Cashback: Kwik-E-Mart Rendered as Art Gallery

Wong Kar-wai on aisle four and Michel Gondry on aisle six, with Kevin Smith as mop jockey at all points in between—such is the lost-in-the-supermarket milieu of writer-director Sean Ellis’ whimsical comedy, expanded from his Oscar-nominated 2004 short Cashback. Insomniac art student Ben (Sean Biggerstaff) nurses a bad breakup by clerking at an open-all-night superstore staffed by frolicsome hooligans, a starched-prick boss, and a checkout girl (Emilia Fox) he can’t help but check out. Whenever the night drags, the hero simply stops time and wanders the aisles stripping the freeze-framed female customers and using them as models for his sketch portfolio. Ellis works hard to gloss up this sicko conceit, applying a patina of winsome quirkiness as liberally as Mop & Glo: The movie is too cute by half, made close to unbearable whenever Ben’s narration spews glib pseudo-profundities about memory and temporal stillness.
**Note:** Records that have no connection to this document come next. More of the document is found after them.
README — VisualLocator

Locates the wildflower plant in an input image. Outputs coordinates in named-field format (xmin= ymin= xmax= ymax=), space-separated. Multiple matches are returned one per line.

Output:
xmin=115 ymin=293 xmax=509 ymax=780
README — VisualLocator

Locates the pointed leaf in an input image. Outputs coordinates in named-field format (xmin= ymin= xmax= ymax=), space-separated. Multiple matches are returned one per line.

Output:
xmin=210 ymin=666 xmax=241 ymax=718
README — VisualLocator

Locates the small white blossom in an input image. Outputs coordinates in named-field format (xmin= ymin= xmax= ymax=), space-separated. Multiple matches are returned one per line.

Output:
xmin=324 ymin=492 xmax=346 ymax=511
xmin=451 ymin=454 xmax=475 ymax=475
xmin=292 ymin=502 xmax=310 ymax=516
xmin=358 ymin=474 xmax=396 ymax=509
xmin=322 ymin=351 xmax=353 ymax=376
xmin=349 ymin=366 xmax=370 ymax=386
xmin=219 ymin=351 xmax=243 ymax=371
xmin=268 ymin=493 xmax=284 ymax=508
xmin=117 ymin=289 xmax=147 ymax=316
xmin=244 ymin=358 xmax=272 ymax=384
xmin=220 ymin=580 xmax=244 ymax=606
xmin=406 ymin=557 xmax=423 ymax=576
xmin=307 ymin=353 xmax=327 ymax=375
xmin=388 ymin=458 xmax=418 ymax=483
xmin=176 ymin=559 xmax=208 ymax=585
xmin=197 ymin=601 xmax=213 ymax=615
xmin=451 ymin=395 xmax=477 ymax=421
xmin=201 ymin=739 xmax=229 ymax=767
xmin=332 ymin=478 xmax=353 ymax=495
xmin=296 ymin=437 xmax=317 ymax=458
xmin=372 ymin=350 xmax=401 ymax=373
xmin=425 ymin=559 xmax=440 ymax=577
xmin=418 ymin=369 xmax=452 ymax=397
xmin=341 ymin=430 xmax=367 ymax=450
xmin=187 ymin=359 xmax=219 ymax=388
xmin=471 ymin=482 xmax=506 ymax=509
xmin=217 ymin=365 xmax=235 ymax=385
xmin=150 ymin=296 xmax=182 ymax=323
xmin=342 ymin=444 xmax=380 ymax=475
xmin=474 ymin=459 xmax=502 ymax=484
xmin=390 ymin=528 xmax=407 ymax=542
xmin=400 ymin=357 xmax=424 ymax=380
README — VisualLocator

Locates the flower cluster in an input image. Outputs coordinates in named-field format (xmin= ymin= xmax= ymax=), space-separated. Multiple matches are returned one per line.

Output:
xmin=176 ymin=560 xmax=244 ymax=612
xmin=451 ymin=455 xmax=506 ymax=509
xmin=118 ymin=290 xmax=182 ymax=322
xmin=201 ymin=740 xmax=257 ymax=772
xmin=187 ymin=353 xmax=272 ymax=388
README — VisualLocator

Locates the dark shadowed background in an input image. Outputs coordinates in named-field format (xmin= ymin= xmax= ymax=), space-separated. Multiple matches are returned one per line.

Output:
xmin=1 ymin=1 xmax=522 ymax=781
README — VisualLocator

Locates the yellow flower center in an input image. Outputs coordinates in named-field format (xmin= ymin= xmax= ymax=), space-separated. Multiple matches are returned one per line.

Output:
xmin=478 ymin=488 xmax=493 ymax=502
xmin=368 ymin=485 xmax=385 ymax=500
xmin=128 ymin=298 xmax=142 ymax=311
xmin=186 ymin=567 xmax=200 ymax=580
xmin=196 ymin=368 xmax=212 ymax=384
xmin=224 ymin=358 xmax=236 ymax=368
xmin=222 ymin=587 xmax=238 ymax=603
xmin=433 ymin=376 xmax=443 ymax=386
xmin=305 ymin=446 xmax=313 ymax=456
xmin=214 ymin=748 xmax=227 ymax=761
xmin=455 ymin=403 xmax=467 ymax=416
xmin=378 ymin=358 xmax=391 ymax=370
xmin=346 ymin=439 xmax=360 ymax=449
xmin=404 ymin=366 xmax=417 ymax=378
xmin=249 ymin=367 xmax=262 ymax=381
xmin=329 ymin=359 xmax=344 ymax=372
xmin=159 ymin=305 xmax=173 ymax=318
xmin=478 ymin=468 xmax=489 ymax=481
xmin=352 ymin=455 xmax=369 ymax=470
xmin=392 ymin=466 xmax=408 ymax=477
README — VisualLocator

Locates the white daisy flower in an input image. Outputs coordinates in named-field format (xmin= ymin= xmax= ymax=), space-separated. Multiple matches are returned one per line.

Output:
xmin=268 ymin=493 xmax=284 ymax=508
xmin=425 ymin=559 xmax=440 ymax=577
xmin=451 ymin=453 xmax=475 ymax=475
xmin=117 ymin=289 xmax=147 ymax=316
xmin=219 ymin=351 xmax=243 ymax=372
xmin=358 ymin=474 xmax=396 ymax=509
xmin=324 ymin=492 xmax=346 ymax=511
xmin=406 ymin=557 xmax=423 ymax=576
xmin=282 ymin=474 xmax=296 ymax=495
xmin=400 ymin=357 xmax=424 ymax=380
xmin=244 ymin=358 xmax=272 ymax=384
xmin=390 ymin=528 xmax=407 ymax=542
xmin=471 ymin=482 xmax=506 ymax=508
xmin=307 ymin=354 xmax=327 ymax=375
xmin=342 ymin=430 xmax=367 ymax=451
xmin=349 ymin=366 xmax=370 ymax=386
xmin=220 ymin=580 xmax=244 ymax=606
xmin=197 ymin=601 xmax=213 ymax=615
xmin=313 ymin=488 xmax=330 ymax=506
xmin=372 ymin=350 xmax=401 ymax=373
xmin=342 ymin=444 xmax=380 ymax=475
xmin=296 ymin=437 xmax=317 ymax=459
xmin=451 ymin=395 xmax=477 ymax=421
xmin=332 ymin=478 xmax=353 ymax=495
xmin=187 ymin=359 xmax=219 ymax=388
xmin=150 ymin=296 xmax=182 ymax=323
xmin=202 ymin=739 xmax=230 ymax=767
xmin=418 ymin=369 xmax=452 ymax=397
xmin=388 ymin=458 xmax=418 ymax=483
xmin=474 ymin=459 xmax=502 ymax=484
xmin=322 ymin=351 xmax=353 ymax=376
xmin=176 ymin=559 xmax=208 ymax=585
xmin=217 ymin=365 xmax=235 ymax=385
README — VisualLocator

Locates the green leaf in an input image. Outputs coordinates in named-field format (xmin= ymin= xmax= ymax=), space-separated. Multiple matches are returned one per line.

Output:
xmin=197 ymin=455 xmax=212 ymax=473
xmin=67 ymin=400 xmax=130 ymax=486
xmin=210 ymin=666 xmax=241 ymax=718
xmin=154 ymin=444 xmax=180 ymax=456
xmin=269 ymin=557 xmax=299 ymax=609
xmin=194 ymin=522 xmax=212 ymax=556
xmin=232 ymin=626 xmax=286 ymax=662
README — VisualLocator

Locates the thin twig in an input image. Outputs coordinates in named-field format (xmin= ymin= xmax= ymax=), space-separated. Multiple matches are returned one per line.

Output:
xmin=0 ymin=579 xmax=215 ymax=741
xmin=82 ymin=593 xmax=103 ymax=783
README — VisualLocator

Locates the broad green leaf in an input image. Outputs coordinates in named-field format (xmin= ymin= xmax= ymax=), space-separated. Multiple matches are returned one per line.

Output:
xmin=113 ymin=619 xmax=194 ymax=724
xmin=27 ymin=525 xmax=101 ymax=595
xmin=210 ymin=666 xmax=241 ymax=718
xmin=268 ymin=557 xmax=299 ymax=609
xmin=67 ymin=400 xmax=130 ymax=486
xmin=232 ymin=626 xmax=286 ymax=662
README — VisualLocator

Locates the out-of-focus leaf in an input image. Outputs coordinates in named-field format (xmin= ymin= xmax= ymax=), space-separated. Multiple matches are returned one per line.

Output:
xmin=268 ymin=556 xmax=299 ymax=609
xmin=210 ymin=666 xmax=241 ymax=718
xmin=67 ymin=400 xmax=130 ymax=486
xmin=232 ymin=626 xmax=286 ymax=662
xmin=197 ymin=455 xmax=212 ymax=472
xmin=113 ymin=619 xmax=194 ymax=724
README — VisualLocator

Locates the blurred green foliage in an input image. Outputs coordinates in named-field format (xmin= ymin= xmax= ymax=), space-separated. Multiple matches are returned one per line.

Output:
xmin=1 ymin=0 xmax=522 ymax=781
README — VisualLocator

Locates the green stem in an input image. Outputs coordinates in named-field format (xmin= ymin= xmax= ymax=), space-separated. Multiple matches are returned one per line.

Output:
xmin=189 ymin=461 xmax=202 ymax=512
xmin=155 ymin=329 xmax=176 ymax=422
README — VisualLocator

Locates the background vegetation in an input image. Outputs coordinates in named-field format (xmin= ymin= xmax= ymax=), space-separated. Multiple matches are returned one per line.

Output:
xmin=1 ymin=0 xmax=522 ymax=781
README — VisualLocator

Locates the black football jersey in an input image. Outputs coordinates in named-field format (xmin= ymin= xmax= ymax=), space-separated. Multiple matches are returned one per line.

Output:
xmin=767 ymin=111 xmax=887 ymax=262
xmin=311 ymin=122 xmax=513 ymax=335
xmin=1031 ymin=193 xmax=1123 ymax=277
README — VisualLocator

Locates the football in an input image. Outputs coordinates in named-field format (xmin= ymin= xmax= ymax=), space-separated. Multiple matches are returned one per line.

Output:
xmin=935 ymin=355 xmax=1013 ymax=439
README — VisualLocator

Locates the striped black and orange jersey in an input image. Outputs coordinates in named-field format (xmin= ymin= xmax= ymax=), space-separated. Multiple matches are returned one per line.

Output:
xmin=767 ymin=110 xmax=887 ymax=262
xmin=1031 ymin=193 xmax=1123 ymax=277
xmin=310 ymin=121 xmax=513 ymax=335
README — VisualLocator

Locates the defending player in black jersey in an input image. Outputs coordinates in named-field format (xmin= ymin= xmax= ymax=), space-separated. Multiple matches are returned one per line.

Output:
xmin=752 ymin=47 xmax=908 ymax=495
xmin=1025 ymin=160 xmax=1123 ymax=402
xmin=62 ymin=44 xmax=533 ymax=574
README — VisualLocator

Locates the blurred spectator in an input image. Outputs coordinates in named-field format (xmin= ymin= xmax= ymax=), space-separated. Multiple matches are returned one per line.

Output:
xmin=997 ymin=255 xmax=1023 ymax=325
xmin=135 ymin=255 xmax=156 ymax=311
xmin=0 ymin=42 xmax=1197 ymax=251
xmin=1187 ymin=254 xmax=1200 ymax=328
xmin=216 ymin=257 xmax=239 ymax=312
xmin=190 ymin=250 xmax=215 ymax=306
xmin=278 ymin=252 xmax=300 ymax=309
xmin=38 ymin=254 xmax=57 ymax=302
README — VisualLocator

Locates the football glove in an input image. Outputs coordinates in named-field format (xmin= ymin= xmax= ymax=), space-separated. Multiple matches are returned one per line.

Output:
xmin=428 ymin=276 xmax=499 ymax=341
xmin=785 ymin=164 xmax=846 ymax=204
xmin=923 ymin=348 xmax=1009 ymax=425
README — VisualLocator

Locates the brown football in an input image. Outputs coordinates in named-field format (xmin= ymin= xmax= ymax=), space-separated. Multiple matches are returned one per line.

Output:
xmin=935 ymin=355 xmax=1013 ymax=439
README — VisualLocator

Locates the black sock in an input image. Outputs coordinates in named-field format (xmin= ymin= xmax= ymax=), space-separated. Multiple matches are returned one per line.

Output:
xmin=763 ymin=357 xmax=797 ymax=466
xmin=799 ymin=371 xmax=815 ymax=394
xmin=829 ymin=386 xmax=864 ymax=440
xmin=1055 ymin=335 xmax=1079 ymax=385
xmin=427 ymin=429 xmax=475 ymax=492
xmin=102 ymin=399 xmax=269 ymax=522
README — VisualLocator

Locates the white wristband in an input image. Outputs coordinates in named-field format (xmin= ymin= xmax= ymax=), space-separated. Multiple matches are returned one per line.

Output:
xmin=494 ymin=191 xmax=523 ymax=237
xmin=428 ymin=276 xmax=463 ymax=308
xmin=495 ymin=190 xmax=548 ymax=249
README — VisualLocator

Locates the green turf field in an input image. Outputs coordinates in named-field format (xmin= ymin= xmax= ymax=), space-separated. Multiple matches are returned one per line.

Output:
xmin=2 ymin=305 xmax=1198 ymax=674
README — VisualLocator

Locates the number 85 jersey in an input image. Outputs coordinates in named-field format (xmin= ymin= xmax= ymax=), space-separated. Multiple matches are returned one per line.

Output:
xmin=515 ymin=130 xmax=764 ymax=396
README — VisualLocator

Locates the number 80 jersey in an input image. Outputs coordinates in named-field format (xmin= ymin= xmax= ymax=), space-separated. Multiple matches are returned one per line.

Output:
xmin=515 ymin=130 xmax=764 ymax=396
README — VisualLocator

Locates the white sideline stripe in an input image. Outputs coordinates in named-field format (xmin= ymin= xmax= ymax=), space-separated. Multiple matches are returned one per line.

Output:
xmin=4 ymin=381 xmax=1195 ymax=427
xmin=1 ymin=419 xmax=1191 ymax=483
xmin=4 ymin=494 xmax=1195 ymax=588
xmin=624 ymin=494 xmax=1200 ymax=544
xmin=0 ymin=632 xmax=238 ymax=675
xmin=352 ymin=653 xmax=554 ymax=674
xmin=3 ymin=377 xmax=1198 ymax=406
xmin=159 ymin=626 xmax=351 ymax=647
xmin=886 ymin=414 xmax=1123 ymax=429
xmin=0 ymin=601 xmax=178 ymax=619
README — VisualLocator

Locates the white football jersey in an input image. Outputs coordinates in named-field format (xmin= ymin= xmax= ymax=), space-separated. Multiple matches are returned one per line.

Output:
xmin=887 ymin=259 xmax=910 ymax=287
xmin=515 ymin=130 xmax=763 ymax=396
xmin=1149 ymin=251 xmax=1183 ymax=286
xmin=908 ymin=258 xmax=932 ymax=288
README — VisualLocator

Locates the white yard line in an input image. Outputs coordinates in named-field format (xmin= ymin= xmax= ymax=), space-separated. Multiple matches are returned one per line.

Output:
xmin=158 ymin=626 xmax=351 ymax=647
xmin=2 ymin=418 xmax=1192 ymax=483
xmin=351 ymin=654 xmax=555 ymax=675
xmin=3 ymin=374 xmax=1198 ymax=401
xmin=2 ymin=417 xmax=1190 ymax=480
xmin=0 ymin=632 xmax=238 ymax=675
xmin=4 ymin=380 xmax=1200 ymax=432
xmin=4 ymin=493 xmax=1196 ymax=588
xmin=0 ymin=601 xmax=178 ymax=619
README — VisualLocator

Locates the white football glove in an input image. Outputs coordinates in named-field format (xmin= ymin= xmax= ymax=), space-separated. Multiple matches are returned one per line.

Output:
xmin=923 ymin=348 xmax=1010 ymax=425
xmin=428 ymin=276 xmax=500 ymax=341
But the flaky humor of wage slaves serial-killing time is good, rude fun; the trompe l’oeil camera trickery creates a woozy sleepwalking effect; and Ellis shoots the immaculate rows of paper towels and canned veggies with an Andreas Gursky–like eye for symmetrical splendor. It’s all so lovely, you’ll want to go out at 3 a.m. to buy Cool Whip.